The next big step for Rose came in ’82, when he made Kramer Guitars the exclusive distributor of the Floyd Rose Locking Tremolo. As the ’80s progressed, heavy metal became the dominant form in rock and roll; most metal guitarists played customized “superstrat” guitars – and most of them were equipped with what become ubiquitously known as simply “a Floyd Rose” or better, just “a Floyd” (as in “Yeah, man, it’s got a Floyd!”). Featured in Kramer ad campaigns that ran in high-profile publications of the era, Rose’s face became as recognizable as some of the players who endorsed Kramer guitars and “Floyd” vibratos.

“Today, my face isn’t recognized in day-to-day life. But often, like when I pay for something with a credit card, they recognize the name,” Rose said. “When they do, they invariably say ‘Are you the real Floyd Rose?’ It always makes me laugh to think that so many people, who are often not guitar players themselves, recognize the name.”

In 1989, Rose introduced the Pro, a lower-profile version of the vibrato developed for Kramer’s ProAxe guitars. But the bell was tolling for heavy metal, and the succeeding wave of rock music saw guitarists revert largely to guitars with solid bridges and tailpieces. Much like the superstrat, dive-bombing, rack processors, and two-handed tapping, the Floyd fell out of favor.

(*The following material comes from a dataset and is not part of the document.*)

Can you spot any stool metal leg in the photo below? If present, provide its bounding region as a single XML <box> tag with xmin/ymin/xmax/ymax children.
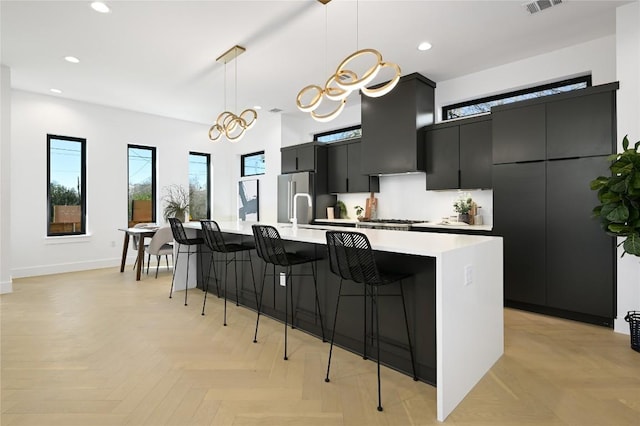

But Floyd Rose, the man, wasn’t done having an impact. In the early ’90s, Fender began using original-style Floyds on a version of its Classic Stratocaster and the upscale Set-Neck Floyd Rose Strat. In ’98, Rose teamed with Fender to design the Fender Deluxe Locking Tremolo, and in 2004 Rose launched his next innovation – the Speedloader string-changing system, which allows an entire set of guitar strings to be changed in one minute, as well as a line of guitars and proprietary strings that utilize the system.

“I have a few new fixed bridge designs I’m working on,” Rose says of his current doings. “One of them is for doing rapid tuning changes using interchangeable tuning cassettes. Another is a Speedloader bridge that can use Standard strings, Speedloader strings, or a combination of the two.”